Memories of a Hong Kong Childhood
In 1952, when Booth was seven, his British civil servant father was posted in Hong Kong. For three years, Booth roved the streets of this exotic locale. His blond hair, symbolizing good luck to the Chinese, gave him entrée to dangerous but exciting places—the infamous Walled City, an opium den, a brothel, Mafiosi quarters, even a leper colony. Booth also learned pidgin Cantonese, tasted water beetles, and witnessed the dark side of the culture—and the disintegration of his parents’ marriage. While his mother embraced Chinese culture, his bigoted father feared his family would "go native." These years nonetheless marked the start of Booth’s lifelong love affair with his adopted home. "If the truth be told," he writes, "I have never really left Hong Kong."

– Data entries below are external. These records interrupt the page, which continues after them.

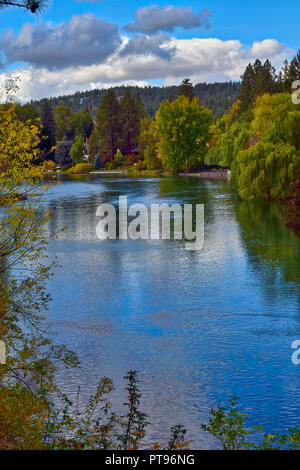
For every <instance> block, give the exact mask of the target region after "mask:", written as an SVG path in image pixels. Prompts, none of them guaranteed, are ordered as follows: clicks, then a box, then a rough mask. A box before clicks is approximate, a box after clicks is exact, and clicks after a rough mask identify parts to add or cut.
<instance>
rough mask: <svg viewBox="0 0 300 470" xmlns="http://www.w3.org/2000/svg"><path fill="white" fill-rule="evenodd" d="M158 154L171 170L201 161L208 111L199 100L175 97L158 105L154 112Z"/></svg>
mask: <svg viewBox="0 0 300 470" xmlns="http://www.w3.org/2000/svg"><path fill="white" fill-rule="evenodd" d="M155 121H156V131H157V135H158V140H159V142H158V157H159V158H160V159H161V161H162V165H163V168H164V169H166V170H167V171H169V172H171V173H174V174H176V173H178V172H179V171H180V170H187V169H189V168H193V167H195V166H199V165H201V164H202V163H203V157H204V155H205V154H206V152H207V145H208V141H209V139H210V126H211V123H212V117H211V111H209V110H208V109H207V108H206V107H205V106H201V105H200V102H199V99H198V98H194V99H192V100H190V98H189V97H185V96H179V97H178V98H177V100H175V101H172V102H171V101H166V102H165V103H163V104H161V106H160V108H159V110H158V111H157V114H156V118H155Z"/></svg>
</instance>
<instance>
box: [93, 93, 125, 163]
mask: <svg viewBox="0 0 300 470" xmlns="http://www.w3.org/2000/svg"><path fill="white" fill-rule="evenodd" d="M93 134H94V136H93V139H92V140H93V141H97V142H98V143H99V150H100V151H101V152H107V153H108V154H109V156H110V159H111V160H113V158H114V155H115V153H116V151H117V148H118V147H119V139H120V105H119V103H118V100H117V98H116V95H115V93H114V92H113V90H111V89H110V90H108V91H107V93H106V95H105V96H104V98H103V100H102V103H101V105H100V107H99V109H98V112H97V117H96V125H95V129H94V131H93Z"/></svg>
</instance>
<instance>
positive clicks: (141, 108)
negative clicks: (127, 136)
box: [135, 91, 147, 121]
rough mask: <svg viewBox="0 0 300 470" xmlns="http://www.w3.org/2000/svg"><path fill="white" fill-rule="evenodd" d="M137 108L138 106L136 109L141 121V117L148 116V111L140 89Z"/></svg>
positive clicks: (141, 118) (137, 114) (135, 107)
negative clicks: (146, 111) (141, 98)
mask: <svg viewBox="0 0 300 470" xmlns="http://www.w3.org/2000/svg"><path fill="white" fill-rule="evenodd" d="M135 108H136V111H137V115H138V118H139V121H141V119H145V118H146V117H147V112H146V109H145V106H144V103H143V102H142V99H141V95H140V92H139V91H138V92H137V95H136V97H135Z"/></svg>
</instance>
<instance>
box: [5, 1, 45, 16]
mask: <svg viewBox="0 0 300 470" xmlns="http://www.w3.org/2000/svg"><path fill="white" fill-rule="evenodd" d="M48 3H49V2H48V1H47V0H18V1H10V0H0V8H4V7H19V8H24V9H25V10H29V11H31V13H39V12H41V11H43V10H44V9H45V7H46V6H47V4H48Z"/></svg>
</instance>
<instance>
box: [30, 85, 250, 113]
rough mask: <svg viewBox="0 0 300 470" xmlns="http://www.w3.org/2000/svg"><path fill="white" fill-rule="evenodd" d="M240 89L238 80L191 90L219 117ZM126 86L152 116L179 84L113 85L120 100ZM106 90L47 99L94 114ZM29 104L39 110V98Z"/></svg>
mask: <svg viewBox="0 0 300 470" xmlns="http://www.w3.org/2000/svg"><path fill="white" fill-rule="evenodd" d="M240 88H241V85H240V83H239V82H225V83H198V84H197V85H195V86H194V93H195V94H196V96H198V97H199V99H200V102H201V104H203V105H205V106H207V107H208V108H209V109H211V110H212V111H213V114H214V116H216V117H220V116H222V114H223V113H224V112H225V111H226V109H228V108H229V107H230V106H231V105H232V103H233V102H234V101H235V100H236V99H237V97H238V95H239V92H240ZM128 89H129V90H130V92H131V93H132V95H133V96H136V94H137V93H139V94H140V96H141V99H142V101H143V103H144V105H145V107H146V110H147V113H148V114H149V115H150V116H154V114H155V112H156V111H157V110H158V108H159V106H160V103H161V102H163V101H165V100H167V99H168V98H170V97H173V98H176V97H177V95H178V90H179V87H178V86H168V87H157V86H149V87H146V88H139V87H137V86H135V87H134V86H118V87H114V88H113V90H114V91H115V93H116V96H117V97H118V98H119V99H120V98H121V97H122V96H123V95H124V94H125V91H126V90H128ZM105 93H106V90H105V89H102V90H99V89H95V90H90V91H84V92H77V93H75V94H73V95H66V96H59V97H56V98H50V100H49V101H50V103H51V106H52V107H53V108H54V107H55V106H57V105H67V106H70V108H72V110H73V111H75V112H76V111H80V110H82V109H83V108H85V107H86V106H89V107H90V110H91V113H92V114H93V116H95V115H96V112H97V109H98V107H99V105H100V103H101V101H102V98H103V96H104V95H105ZM32 104H34V105H35V106H36V107H37V108H38V109H39V108H40V104H41V101H32Z"/></svg>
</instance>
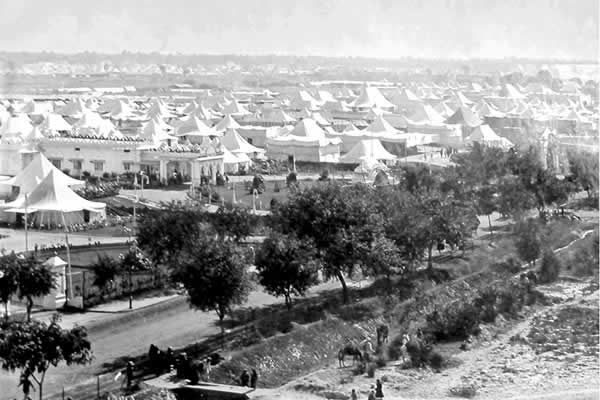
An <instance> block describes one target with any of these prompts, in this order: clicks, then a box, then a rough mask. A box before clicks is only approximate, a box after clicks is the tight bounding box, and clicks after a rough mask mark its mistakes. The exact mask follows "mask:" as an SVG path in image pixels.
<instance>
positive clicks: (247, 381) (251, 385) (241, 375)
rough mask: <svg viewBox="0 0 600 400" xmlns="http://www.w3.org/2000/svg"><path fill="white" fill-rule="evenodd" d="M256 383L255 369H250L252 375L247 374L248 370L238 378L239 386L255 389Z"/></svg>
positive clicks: (257, 375) (245, 370) (244, 371)
mask: <svg viewBox="0 0 600 400" xmlns="http://www.w3.org/2000/svg"><path fill="white" fill-rule="evenodd" d="M256 382H258V373H257V372H256V370H255V369H252V373H251V374H248V370H246V369H245V370H244V371H243V372H242V375H241V376H240V385H241V386H247V387H251V388H252V389H256Z"/></svg>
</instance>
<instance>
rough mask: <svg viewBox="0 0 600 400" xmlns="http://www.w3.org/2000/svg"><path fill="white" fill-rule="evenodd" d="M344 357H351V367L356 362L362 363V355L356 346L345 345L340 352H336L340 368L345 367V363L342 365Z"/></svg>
mask: <svg viewBox="0 0 600 400" xmlns="http://www.w3.org/2000/svg"><path fill="white" fill-rule="evenodd" d="M346 356H352V365H354V363H355V362H356V361H357V360H358V361H362V360H363V355H362V353H361V351H360V349H359V348H358V347H357V346H354V345H352V344H347V345H346V346H344V347H342V348H341V349H340V351H338V362H339V364H340V368H343V367H345V366H346V365H345V363H344V358H345V357H346Z"/></svg>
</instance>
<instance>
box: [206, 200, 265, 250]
mask: <svg viewBox="0 0 600 400" xmlns="http://www.w3.org/2000/svg"><path fill="white" fill-rule="evenodd" d="M205 215H206V218H207V220H208V221H209V222H210V223H211V224H212V225H213V228H214V229H215V230H216V231H217V233H218V234H219V235H220V236H221V237H222V238H225V237H229V238H232V239H233V240H235V241H237V242H239V241H240V240H243V239H244V238H246V237H248V236H250V234H251V233H252V228H253V227H254V226H255V225H256V216H255V215H253V214H250V212H249V211H248V210H247V209H246V208H242V207H233V206H229V207H219V209H218V210H217V212H216V213H214V214H210V213H205Z"/></svg>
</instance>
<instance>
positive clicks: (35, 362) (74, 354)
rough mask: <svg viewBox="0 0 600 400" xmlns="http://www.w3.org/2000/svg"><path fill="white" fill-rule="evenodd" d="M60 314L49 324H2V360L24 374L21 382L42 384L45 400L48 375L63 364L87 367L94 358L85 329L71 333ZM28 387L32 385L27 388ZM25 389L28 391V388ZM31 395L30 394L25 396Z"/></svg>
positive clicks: (5, 369) (6, 323) (1, 323)
mask: <svg viewBox="0 0 600 400" xmlns="http://www.w3.org/2000/svg"><path fill="white" fill-rule="evenodd" d="M59 318H60V317H59V316H58V315H54V316H53V318H52V320H51V321H50V323H49V324H47V323H45V322H41V321H12V320H8V319H4V320H2V321H0V361H1V363H2V368H3V369H5V370H7V371H11V372H14V371H17V370H18V371H20V372H21V379H23V380H26V381H27V382H31V380H33V381H34V382H35V383H36V384H37V385H38V394H39V399H40V400H42V399H43V385H44V378H45V376H46V372H47V371H48V369H49V368H50V367H51V366H54V367H56V366H58V364H60V363H61V362H64V363H65V364H67V365H72V364H86V363H89V362H90V361H91V359H92V351H91V344H90V342H89V340H88V338H87V331H86V329H85V328H84V327H82V326H75V327H74V328H72V329H70V330H67V329H62V328H61V327H60V325H59V321H60V319H59ZM27 386H28V385H27ZM24 389H25V388H24ZM25 394H27V393H25Z"/></svg>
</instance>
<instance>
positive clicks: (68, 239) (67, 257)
mask: <svg viewBox="0 0 600 400" xmlns="http://www.w3.org/2000/svg"><path fill="white" fill-rule="evenodd" d="M60 214H61V216H62V220H63V225H64V226H65V244H66V245H67V270H68V274H69V290H67V301H69V300H72V299H73V271H72V270H71V249H70V248H69V229H68V228H67V223H66V222H65V212H64V211H61V213H60Z"/></svg>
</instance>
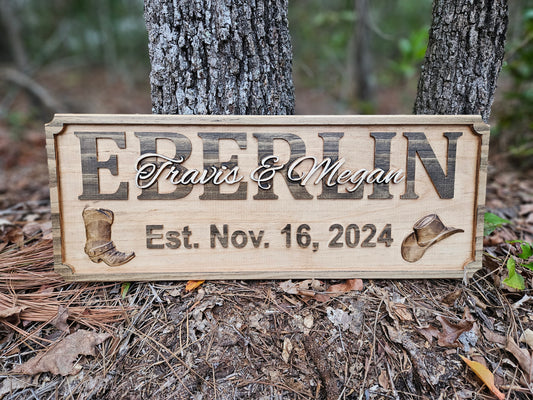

St. Martin’s Press. 342 pages. $25.95. ISBN: 0312348177
"It rises far above private memoir. It is a vivid recreation of a lost time and place, and a quite unsparingly candid portrait of a marriage in disarray. … Golden Boy rings true from first page to last." Jonathan Yardley
"Adding to this appealing memoir’s liveliness is Booth’s ability to vividly capture events, objects and moments. … Down to the last two pages the author leaves you wondering: Will mother and son bolt from this dolt [father] and remain in Hong Kong?" Roger K. Miller
NY Times Book Review
"Golden Boy is a grand adventure, seen through a boy’s eyes but remembered by a novelist with a sensualist’s appreciation of sights, sounds and tastes. … He has written an extraordinarily happy book, filled with hilarious set-pieces and pulsating with Hong Kong’s vibrant street life." William Grimes
"These experiences, while lived by a child, are conveyed with the clarity and adult wisdom of a superb prose stylist. … The backdrop to all of this, though, was a drama played out between Martin’s parents—his father the overbearing patriarch, his mother the spirited explorer." Alan Moores
Wall Street Journal
"Golden Boy is full of lively anecdotes, but few would call it a page-turner. Like an old photograph, it is meant to be lingered over for its detail, for the moment it has captured. History buffs will be grateful for Mr. Booth’s painstaking descriptions." Emily Parker
Christian Science Monitor
"Booth does a good job of telling his story from a young boy’s point of view and paints a remarkably detailed canvas from his boyhood memories. But despite the scope of his adventures, the book is confined to the thoughts and emotions of a boy, giving it a somewhat small, contained feeling." Marjorie Kehe
Critics agree that Booth vividly captures the sounds, sights, and tastes of Hong Kong—from Kowloon’s chaotic alleys to the stunning countryside. Simultaneously a portrait of a place, a childhood, and a marriage, Golden Boy should be savored for its wonderful prose and nostalgic, wise recollections. Booth, who died last year, wrote this book for his two children. Although he recounts his story from a young boy’s perspective, most reviewers were touched by the authenticity of his voice. Despite the noxious scenes Booth paints of his family troubles, Golden Boy is an uplifting and "loving tribute to Hong Kong, which in some ways hasn’t changed at all" (Wall Street Journal).